Proposta que redistribui funções entre secretarias é alvo de oposição
O governador de Minas Gerais, Mateus Simões (PSD), apresentou nesta quarta-feira (25) uma emenda ao Projeto de Lei 5.323/2026, que trata da revisão geral do subsídio e do vencimento básico dos servidores públicos civis e militares do Executivo estadual.
A proposta inclui mudanças na estrutura administrativa ao prever a redistribuição de competências entre a Secretaria-Geral e a Secretaria de Estado de Casa Civil.
A medida gerou preocupação entre parlamentares da oposição, que temem atraso na tramitação do projeto. O texto precisa ser aprovado até o início de abril por causa das regras eleitorais que limitam concessões de reajustes em determinados períodos.
Em mensagem enviada à Assembleia Legislativa de Minas Gerais, o governador argumentou que a alteração busca aumentar a eficiência da gestão pública e alinhar melhor as funções de cada pasta às suas atribuições. Na prática, a emenda amplia o escopo de atuação da Secretaria-Geral — considerada um núcleo estratégico do governo — e reduz competências da Casa Civil.

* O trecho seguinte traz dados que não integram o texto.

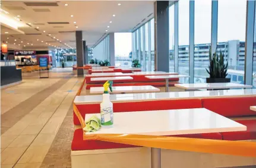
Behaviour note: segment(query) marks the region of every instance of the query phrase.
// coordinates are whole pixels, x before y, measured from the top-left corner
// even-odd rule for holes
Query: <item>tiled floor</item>
[[[68,69],[61,71],[50,72],[49,79],[40,79],[36,73],[23,74],[21,84],[1,89],[1,167],[40,167],[61,126],[69,128],[61,131],[62,139],[67,139],[67,134],[72,135],[72,125],[64,124],[72,122],[71,107],[83,78]],[[70,154],[72,137],[69,140],[65,156]],[[59,167],[70,167],[70,158],[62,160]],[[43,167],[57,167],[45,160]]]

Durante a análise na Comissão de Fiscalização Financeira e Orçamentária (FFO), a proposta foi aprovada, mas recebeu críticas contundentes da oposição. Parlamentares classificaram a iniciativa como inadequada dentro de um projeto voltado ao reajuste salarial dos servidores.
A deputada estadual Beatriz Cerqueira (PT) afirmou que a emenda desvirtua o objetivo original da proposta. “Não faz sentido discutir a reorganização da estrutura do Estado em um projeto de reajuste. Isso reduz o papel da Casa Civil e amplia o da Secretaria-Geral por motivos que não têm relação com os servidores”, criticou.